How then are they labeled the same function with vastly different sequences?

Because they’re still similar enough for that inference to be made. Similarity comes in degrees Bill, it is not only 100% or 0%. There are significant similarites below 100% and above 5%, for protein sequences. Heck, there are even significant sequence similarities at 0%(no identical residues in pairwise alignment), I’ll let you figure out how that can be.

Try going on uniprot and pulling up a lot of homologues of ATP synthase subunit beta, and you will discover that only for a small minority do they have experimental biochemical evidence for the function of the sequence. It’s the same for all of these public sequence and genome databases that have gene sequences from millions of genes from hundreds of thousand of species. There’s no way to biochemically assay and characterize all these millions upon millions of genes, so functional annotation is often times automated by similarity-based algorithms, or some times even mere alignments by hand.

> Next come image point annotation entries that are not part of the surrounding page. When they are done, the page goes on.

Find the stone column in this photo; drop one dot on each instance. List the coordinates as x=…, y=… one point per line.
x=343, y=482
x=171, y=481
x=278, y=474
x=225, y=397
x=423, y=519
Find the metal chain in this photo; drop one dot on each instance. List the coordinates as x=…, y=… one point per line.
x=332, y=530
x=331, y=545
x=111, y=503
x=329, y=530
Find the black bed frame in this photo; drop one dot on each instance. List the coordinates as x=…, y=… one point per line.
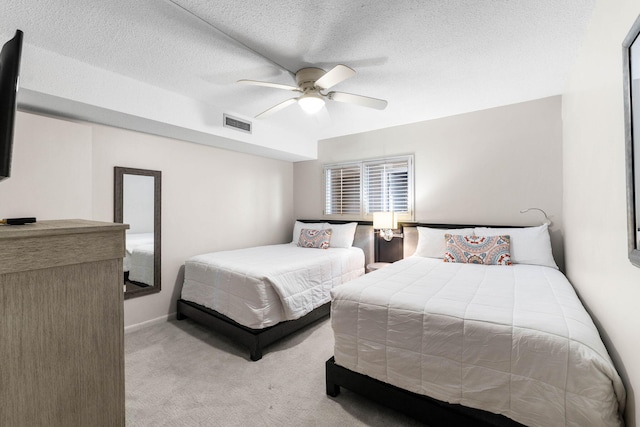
x=423, y=408
x=254, y=339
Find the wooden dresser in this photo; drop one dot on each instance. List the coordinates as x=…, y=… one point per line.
x=61, y=324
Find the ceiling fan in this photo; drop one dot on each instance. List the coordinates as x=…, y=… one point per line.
x=313, y=84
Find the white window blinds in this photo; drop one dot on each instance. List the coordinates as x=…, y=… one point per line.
x=386, y=187
x=359, y=189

Having looked at the plot, the immediate suspicion is that there isn’t actually an information jump at all (because such a big difference in information would require the human version of these proteins to be five times as long as the echinoderm ones) but the plotter is merely showing the level of difference between the human vs animal sequences, and fish/mice have higher numbers because they diverged from the human lineage more recently than echinoderms and tunicates.

Having found the source (a post by gpuccio on Uncommon Descent), it transpired that was exactly what was done:
The evolutionary history of those six protein is summarized in the following graph, realized as usual by computing the best homology bit score with the human protein in different groups of organisms.

So there is no information jump to explain - the echinoderm and human proteins contain about the same amount of information. The information is merely different, and the plot merely reflects divergence time. In fact, gpuccio doesn’t even confirm that the differences are due to changes in the human/mouse/fish lineages as opposed to changes in the metazoan/echinoderm/tunicate lineages! As far as that paper is concerned it may be showing an information ‘jump’ from chordates to echinoderms, and I’m sure that if gpuccio had calculated his ‘information’ values by comparisons to ecinoderms rather than humans that is exactly what it would show.

So this isn’t merely a failure to plot anything relevant, it’s also a failure to understand that phylogenies are bush-like not ladder-like, and that echinoderm lineages have evolved for exactly as long as the human lineage since they split.

There’s nothing here for anyone to explain, unless it’s gpuccio and Bill explaining why they consistently fail to understand one of the most basic concepts of evolution.


He is measuring functional information not Shannon information.